It takes more than wishful thinking to get a share of the big gifts.
While everyone would like to think there’s some magic fundraising bullet out there, what it comes down to is old-fashioned development work — creating a firm foundation on which rest several delicate layers of organizationally sound principals that can bring your institution into the fundraising league it deserves to be in.
People who have a lot of money available for philanthropy typically have earned it or preserved it through astute scrutiny of investment opportunities. A key factor investors evaluate is the quality and track record of the people who are in charge and leading the organization. It’s important for the CEO to be a leader with a big, long-term vision, who can inspire and convey a sense of passion and urgency. Your board must inspire confidence and the likelihood for future accomplishment. A philanthropic investor wants to protect and maximize his or her investment and will consider the quality of your organization’s leadership as relationships are being built.

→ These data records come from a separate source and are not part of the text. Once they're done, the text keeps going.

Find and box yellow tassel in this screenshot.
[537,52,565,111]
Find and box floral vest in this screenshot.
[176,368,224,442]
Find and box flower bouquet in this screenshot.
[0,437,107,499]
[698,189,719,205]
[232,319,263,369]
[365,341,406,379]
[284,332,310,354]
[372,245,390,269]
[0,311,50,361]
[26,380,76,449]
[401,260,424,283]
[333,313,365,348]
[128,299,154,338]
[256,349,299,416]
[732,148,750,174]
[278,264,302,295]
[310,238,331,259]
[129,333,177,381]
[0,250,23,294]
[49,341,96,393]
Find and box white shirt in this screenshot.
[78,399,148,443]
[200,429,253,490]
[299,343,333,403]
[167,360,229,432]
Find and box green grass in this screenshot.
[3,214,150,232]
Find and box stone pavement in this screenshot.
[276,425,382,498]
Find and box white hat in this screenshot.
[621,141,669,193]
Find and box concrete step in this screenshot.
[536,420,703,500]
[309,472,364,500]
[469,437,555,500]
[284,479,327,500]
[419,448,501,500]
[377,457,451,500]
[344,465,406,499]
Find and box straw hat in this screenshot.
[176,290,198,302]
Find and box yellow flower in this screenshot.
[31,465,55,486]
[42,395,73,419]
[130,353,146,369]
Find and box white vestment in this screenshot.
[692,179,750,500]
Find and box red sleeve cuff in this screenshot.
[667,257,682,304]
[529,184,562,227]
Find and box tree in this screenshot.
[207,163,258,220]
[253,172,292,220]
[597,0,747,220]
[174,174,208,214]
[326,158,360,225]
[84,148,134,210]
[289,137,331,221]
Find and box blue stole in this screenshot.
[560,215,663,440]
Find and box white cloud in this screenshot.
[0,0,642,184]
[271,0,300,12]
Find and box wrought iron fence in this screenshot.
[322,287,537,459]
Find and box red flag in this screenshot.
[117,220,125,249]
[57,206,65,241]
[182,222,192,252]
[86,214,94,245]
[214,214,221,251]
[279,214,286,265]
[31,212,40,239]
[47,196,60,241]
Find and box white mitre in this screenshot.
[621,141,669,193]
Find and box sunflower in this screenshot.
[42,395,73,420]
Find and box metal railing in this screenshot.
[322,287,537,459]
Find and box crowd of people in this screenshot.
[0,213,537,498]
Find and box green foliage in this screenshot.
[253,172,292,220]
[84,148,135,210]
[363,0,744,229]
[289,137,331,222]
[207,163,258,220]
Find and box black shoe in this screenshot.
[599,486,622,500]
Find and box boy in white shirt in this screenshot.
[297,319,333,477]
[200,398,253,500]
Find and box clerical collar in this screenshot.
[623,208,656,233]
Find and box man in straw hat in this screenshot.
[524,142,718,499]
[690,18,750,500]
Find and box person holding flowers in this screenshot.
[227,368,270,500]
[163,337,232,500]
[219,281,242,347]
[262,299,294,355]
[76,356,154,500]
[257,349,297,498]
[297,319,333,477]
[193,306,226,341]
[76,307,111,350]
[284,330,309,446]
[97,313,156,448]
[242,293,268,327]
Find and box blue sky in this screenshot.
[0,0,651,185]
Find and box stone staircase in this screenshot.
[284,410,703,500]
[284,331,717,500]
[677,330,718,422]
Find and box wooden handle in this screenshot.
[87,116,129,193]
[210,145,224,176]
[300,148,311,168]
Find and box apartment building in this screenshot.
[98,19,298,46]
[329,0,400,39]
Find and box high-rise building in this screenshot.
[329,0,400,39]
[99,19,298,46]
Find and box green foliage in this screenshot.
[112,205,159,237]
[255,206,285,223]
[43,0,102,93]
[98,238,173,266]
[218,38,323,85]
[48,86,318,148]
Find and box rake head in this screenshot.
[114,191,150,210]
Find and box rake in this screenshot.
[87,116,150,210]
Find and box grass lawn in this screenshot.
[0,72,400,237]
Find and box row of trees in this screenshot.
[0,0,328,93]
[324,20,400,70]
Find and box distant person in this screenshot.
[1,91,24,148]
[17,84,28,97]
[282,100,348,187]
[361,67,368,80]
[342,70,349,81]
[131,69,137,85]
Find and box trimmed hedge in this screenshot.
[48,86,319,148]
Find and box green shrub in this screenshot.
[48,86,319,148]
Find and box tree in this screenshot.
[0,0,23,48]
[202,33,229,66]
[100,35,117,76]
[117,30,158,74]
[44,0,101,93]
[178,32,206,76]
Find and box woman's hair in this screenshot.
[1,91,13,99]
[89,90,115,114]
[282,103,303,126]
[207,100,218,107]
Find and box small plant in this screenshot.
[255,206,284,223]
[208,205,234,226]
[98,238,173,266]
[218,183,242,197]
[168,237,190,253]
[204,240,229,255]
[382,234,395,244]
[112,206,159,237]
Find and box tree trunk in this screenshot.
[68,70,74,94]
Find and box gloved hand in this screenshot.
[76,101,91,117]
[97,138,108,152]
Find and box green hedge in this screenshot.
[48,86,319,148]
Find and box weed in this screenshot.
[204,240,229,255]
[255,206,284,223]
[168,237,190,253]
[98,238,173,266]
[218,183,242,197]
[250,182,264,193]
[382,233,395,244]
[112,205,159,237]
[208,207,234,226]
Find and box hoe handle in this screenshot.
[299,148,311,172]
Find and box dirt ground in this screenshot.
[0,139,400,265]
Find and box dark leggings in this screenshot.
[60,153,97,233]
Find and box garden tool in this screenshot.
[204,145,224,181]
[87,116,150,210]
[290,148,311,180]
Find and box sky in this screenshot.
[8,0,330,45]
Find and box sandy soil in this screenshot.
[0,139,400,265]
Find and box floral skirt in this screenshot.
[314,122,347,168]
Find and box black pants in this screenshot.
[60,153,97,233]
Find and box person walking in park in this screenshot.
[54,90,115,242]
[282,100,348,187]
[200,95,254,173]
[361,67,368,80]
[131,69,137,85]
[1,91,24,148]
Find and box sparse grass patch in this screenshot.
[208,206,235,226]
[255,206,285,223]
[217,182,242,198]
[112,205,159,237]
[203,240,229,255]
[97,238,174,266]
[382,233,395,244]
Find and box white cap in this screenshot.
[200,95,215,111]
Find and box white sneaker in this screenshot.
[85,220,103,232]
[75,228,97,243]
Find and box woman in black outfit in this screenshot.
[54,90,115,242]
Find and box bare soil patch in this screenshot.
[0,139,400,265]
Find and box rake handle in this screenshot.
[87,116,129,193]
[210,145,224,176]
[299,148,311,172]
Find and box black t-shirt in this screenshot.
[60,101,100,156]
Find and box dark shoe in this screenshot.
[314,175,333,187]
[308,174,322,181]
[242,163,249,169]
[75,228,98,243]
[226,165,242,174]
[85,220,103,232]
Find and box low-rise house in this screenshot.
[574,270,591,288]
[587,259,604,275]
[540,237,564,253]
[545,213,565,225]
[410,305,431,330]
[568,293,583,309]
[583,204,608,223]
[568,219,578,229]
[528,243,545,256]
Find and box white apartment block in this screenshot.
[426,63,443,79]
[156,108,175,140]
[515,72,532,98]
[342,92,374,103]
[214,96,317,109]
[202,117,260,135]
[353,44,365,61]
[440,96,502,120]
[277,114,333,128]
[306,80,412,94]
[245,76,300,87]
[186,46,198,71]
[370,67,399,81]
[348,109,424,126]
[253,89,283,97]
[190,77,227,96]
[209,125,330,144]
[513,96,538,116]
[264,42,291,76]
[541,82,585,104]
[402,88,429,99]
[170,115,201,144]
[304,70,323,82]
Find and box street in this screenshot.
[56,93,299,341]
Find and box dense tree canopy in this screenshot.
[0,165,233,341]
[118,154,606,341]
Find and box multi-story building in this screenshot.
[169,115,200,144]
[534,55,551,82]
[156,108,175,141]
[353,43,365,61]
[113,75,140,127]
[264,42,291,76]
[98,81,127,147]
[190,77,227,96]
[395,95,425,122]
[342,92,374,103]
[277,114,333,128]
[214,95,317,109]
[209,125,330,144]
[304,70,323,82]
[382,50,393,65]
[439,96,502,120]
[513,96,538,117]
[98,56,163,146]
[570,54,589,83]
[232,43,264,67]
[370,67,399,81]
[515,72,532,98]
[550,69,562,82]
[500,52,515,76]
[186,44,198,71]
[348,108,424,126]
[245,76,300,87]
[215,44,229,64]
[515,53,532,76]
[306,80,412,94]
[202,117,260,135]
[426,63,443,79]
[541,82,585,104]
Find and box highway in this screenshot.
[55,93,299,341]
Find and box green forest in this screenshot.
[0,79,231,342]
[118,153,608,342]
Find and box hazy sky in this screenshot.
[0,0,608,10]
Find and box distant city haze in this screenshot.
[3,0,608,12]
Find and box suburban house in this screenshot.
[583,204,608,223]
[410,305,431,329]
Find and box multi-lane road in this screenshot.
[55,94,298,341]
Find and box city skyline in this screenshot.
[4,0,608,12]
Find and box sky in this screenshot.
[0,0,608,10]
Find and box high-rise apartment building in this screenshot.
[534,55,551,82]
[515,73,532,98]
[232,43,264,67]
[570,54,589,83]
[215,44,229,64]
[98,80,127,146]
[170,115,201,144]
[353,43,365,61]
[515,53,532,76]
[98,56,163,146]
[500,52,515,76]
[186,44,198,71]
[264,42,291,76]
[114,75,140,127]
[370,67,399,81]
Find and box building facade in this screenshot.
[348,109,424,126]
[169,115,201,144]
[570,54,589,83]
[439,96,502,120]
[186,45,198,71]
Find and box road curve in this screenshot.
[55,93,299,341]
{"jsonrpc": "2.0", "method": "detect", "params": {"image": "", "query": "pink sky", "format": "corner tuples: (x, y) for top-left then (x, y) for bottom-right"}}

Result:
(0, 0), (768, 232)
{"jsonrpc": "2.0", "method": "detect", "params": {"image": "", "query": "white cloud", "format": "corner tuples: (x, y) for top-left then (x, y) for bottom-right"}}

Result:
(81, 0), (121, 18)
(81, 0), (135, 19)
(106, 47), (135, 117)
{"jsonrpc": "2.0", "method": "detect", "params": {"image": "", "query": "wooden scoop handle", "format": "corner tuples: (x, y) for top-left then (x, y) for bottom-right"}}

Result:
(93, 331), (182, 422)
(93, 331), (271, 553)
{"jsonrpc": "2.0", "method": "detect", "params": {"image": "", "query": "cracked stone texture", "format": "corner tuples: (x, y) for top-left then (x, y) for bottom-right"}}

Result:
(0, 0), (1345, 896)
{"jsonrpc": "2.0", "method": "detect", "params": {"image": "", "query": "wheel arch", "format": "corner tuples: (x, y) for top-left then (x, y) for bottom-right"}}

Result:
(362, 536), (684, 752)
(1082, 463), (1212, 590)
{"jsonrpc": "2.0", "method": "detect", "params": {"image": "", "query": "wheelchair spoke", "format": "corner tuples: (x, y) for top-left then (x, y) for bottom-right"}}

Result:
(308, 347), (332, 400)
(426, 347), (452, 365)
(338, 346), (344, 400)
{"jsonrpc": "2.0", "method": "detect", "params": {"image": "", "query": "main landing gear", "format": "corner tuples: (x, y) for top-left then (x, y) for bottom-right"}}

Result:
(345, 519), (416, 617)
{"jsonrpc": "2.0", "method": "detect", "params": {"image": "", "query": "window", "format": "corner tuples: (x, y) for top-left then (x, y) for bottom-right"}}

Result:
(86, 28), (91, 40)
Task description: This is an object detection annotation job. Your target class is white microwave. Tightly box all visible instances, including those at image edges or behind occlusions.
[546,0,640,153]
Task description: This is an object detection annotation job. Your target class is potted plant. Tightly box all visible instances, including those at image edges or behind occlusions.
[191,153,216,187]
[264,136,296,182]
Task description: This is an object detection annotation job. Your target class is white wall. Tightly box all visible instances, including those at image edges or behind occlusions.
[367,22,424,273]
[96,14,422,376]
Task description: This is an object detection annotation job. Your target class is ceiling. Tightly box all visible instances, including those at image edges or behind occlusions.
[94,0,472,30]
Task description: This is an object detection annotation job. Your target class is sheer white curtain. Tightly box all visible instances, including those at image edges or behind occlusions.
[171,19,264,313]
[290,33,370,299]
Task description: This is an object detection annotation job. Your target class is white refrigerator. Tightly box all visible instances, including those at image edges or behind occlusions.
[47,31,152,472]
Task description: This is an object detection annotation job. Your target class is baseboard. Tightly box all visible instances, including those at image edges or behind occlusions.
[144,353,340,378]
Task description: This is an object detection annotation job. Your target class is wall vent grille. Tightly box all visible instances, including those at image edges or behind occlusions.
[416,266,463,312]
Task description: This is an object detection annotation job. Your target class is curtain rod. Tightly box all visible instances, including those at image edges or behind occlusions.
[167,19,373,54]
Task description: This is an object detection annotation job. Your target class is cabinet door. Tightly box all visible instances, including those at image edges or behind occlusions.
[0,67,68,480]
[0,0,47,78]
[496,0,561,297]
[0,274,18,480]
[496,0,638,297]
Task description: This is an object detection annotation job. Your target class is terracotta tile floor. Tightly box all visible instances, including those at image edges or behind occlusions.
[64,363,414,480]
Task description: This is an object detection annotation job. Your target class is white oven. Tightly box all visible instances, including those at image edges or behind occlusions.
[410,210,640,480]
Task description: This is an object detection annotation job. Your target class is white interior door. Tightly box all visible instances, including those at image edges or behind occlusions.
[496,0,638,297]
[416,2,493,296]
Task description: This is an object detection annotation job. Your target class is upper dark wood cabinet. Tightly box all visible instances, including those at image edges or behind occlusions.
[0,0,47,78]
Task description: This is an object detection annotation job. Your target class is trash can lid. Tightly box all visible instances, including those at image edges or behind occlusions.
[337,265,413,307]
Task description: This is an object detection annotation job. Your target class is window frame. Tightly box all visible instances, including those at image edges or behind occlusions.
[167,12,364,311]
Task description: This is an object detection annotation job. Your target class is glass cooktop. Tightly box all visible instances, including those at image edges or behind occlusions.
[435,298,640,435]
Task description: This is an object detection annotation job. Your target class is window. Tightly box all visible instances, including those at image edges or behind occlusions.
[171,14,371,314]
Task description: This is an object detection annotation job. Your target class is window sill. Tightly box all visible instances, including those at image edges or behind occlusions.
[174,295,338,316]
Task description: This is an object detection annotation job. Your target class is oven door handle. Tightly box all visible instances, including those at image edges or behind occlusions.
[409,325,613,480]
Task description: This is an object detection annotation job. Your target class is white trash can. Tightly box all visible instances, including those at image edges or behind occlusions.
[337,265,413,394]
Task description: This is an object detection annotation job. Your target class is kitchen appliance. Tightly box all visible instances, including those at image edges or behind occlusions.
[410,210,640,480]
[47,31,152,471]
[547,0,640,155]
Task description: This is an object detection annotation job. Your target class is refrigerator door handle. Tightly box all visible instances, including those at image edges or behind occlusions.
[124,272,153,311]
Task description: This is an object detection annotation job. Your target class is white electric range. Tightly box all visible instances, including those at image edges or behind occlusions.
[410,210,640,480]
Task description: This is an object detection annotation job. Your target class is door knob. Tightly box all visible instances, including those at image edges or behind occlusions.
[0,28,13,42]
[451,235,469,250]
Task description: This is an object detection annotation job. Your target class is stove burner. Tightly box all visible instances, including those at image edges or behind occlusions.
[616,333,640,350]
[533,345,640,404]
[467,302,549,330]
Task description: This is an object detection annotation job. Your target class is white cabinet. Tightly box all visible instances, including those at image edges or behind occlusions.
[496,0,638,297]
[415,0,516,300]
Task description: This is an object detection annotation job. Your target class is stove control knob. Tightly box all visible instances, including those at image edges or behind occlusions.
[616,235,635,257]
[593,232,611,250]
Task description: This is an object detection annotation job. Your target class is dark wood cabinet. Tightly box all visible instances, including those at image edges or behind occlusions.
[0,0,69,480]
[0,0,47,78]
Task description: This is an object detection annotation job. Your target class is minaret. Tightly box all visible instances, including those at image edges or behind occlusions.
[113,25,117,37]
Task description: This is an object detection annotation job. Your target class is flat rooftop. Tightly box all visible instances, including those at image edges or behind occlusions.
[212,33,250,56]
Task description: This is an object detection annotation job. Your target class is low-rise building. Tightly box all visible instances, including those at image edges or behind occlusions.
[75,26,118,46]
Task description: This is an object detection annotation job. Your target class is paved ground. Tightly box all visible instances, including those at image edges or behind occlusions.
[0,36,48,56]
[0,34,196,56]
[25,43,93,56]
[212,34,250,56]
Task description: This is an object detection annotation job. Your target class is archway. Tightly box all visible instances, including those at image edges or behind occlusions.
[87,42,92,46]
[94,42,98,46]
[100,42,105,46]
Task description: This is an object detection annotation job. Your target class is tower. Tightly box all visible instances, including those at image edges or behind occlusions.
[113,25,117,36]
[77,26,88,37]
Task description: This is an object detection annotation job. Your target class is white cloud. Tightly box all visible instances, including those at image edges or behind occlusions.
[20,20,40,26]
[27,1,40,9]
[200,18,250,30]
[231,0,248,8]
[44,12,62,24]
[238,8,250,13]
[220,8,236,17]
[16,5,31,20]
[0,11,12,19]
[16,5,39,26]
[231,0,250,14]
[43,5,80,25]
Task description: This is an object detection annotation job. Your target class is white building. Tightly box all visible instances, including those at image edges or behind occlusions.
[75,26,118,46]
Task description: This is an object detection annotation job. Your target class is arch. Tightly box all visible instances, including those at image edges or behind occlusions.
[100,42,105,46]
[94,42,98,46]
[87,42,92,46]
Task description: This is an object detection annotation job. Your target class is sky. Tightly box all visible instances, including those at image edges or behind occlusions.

Is your board of directors heavily invested in the institution? Who’s giving generously to your organization, and is there social capital to be earned by being associated with publications and at events with the organization and its high-profile donors and board members? Who provides staff leadership, and how stable has it been? You can address these questions at your organization.
Your organization’s mission is key to nurturing relationships with donors. These are busy people and not as well versed with your mission as you; its complexities may be lost on them. When someone makes a large gift to an institution, she likes to be able to articulate to his family and colleagues what she’s supporting and why. It’s common knowledge that today’s donors, large and small, want their donated dollars to be used efficiently and to result in direct, high-quality program services to support your organization’s mission. Communicating this will forge an emotional connection between your donors and your organization that will prevail when compared to other organizations that don’t. You need to show how gifts have resulted in furthering the mission, as well as the challenges you faced. Make the donor your partner in successes and challenges through peer-level advisory committees and personal meetings. It’s your honesty with those challenges that can result in larger gifts.
Leadership at the organization’s highest level is the critical element for success for any organizational undertaking, and, increasingly, high-end fundraising leadership is staff driven. Advancement staff members are forming their own relationships with donors, becoming the institution’s face. The advancement office and officers are playing a more pivotal role in securing larger gifts. In order to identify, attract and maintain a relationship with donors, and move them upward in their generosity to your organization, your operation must include likable staff and a commitment to excellence in preparation, research, cultivation, presentation, gift strategy, leadership involvement and donor stewardship.
These points guide you in addressing those aspects of your organization that need to change to move it into a higher league in the minds of your donors and leadership. Change will be incremental, and presents a “chicken or egg” dilemma. How do you attract the volunteer leadership you need to attract the volunteer leadership you need? How do you make that leap?
Consider a leadership-recruitment strategy using the notion of “marginal utility.” Meet with your current and prospective leaders and discuss the subject of this article: “Why Harvard and not us?” The discussion can migrate to the relatively larger effect a six- or seven-figure gift would have on your organization compared to a bigger institution. Potential leaders and high-dollar givers can see how their leadership will bring the same relatively higher value to your organization because it stands out and attracts followers.